Here is the first of many problems with it. If you are poor enough to accept an apartment with such a blaring flaw, you likely cannot afford an place in a decent neighborhood without having a roommate. This means that you will eventually end up cooking something as another person empties themselves three feet away from you with a narrow plywood door serving as the only barrier. And, the sound of sizzling oil is not well complimented by noises of someone else's expressive waste dismissal.
It's just as uncomfortable, though, if the roles are reversed, and you're one in the bathroom. The bathroom in your home should be a private place where your bodily functions are free to let loose in full force. There's just no fun in it if you're clenching and contorting, trying to create some sort of muscular silencer like you're James Bond assassinating a toilet.

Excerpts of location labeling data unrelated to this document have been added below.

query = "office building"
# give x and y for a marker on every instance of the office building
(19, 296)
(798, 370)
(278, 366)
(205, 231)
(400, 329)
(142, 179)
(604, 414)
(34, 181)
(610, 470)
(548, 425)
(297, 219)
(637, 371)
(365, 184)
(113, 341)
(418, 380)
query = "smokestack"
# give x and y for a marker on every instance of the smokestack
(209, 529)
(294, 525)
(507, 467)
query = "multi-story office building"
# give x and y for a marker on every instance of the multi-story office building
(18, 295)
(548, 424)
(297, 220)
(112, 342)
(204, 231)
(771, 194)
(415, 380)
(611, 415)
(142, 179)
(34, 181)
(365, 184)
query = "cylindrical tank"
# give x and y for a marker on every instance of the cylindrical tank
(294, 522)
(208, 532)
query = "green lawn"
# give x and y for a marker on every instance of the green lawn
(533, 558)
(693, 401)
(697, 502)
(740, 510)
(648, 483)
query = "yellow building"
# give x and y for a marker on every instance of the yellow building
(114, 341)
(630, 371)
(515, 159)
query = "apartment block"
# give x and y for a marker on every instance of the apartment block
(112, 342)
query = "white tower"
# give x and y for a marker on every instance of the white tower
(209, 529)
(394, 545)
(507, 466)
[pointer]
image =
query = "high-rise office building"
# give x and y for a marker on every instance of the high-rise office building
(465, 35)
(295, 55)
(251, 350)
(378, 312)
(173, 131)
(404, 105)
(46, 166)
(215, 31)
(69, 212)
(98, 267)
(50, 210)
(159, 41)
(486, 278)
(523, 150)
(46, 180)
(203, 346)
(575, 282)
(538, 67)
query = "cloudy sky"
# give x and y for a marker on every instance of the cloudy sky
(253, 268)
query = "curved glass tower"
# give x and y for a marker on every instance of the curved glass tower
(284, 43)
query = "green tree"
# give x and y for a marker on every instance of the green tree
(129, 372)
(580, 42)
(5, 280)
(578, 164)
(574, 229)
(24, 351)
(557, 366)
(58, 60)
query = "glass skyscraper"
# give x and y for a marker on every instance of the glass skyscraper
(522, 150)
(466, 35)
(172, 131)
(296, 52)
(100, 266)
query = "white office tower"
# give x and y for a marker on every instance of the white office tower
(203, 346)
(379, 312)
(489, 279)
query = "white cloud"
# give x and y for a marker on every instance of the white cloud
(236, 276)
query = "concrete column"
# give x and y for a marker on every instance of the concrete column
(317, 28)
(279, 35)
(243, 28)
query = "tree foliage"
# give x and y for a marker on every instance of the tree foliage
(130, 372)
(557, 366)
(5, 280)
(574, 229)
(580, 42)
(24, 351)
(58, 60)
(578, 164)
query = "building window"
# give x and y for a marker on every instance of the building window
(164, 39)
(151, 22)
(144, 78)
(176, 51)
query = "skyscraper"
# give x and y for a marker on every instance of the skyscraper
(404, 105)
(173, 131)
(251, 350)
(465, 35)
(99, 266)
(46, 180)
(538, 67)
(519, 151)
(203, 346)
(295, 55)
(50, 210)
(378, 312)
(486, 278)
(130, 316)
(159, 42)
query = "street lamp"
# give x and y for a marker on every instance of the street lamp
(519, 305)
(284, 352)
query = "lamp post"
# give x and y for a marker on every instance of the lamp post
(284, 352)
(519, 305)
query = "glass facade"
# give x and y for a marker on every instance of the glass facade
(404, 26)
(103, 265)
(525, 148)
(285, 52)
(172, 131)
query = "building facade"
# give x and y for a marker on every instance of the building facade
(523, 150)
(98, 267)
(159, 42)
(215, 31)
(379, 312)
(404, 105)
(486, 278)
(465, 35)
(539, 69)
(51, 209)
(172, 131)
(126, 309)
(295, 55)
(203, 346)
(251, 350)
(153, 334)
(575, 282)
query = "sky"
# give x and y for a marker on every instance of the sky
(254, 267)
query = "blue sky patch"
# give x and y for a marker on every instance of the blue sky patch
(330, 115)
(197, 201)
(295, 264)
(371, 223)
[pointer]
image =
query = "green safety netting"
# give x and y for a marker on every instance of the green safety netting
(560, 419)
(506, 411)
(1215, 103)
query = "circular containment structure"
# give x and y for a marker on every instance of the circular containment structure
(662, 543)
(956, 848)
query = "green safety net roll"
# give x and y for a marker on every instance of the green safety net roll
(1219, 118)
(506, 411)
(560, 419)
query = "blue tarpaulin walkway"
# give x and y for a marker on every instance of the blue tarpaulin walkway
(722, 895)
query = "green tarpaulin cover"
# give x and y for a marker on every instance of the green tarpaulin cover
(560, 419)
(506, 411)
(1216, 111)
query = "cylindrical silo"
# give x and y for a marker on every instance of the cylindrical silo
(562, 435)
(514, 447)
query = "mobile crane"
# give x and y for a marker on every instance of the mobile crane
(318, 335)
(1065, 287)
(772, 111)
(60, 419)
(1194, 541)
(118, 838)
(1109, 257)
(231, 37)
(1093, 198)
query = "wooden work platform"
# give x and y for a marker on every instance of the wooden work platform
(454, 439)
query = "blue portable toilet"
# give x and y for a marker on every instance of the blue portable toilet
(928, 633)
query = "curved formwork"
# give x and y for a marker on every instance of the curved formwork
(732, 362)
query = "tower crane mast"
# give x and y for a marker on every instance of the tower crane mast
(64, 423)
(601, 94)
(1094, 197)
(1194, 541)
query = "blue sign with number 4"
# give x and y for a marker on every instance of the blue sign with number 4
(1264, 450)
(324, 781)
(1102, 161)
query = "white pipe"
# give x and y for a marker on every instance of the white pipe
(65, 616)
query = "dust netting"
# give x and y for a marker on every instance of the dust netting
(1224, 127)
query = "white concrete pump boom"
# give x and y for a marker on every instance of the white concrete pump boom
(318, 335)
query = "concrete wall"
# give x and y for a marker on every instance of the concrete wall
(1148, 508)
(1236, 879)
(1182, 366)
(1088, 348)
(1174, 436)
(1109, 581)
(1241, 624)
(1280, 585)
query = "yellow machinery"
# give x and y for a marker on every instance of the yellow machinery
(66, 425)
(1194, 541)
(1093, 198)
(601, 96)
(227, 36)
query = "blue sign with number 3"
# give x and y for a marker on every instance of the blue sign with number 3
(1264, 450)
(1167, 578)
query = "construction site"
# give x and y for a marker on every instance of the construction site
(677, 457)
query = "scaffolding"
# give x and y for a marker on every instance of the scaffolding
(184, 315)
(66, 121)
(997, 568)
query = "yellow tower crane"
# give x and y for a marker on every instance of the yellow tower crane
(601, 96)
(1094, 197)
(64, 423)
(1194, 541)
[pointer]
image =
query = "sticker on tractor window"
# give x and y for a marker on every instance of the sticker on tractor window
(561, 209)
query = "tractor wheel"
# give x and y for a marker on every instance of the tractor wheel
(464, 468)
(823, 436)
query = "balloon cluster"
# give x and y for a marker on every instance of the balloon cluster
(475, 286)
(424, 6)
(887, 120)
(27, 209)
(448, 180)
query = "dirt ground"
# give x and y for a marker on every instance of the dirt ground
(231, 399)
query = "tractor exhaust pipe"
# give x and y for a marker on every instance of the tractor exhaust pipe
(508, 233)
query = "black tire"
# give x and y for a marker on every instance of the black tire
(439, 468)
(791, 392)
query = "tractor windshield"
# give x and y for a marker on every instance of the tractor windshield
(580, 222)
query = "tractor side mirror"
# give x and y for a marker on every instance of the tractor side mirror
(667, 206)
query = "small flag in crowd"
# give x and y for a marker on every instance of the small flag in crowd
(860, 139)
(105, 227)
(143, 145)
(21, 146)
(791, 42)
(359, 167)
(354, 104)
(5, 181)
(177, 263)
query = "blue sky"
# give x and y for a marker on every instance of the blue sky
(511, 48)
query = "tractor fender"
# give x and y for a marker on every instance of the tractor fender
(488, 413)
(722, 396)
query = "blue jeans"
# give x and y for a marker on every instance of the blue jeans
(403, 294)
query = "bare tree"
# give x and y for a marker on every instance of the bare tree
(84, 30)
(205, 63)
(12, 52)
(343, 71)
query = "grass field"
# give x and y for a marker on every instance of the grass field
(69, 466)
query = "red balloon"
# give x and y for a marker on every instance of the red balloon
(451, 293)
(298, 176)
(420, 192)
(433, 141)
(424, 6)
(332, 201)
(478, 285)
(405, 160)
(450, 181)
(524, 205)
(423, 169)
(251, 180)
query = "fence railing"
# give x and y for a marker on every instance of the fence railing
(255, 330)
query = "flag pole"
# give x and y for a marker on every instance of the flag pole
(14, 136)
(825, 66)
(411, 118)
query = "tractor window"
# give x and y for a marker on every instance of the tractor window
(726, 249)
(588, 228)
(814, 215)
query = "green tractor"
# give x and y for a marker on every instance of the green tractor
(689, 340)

Another issue with this floor plan is odor contamination. Not in the horrifying way you would expect with smells wafting from the bathroom outward, rather the other way around. This wouldn't be so bad if your bathroom simply smelled like food for a while, but it also ends up rending your shampoo useless.
Allow me to explain. Let's say you've hung your wet towel on the bathroom towel rack after taking a shower. And, a little later, you saute something in garlic and shallots because you're high and just watched "Top Chef." You will find that you have just stumbled across the recipe for savory towel odor. Then, the next time you towel off your wet hair, you end up with a third hand cooking smell embedded in your follicles.
For me, however, the most upsetting circumstance that results from the bathroom-through-the-kitchen phenomenon arises on the occasions when I stop watching cable news and cooking shows long enough to go out and try to engage in a sexual relationship with a woman.
Inevitably, after sex, one person has to pee and the other one is thirsty. At least if you're doing it right. Right, ladies? No? Fellas? Anyone...? Anyway, that's my experience. So, what is a common occurrence is that a woman will enter the bathroom as I go to get a glass of water. And then, because of the proximity, she's self conscious that I can hear her bathroom noises, and I'm self conscious that she'll think I'm trying to hear her bathroom noises. It's grotesquely uncomfortable.
I get that it's cheaper and easier to build an apartment complex if all the water pipes are confined to one part of each unit. But, more than any other group of people, you would expect loud-mouthed property developers to use, or at least be familiar with, a phrase like, "Don't shit where you eat." So, it just seems inconsiderate of them to have built such a large number of apartments this way.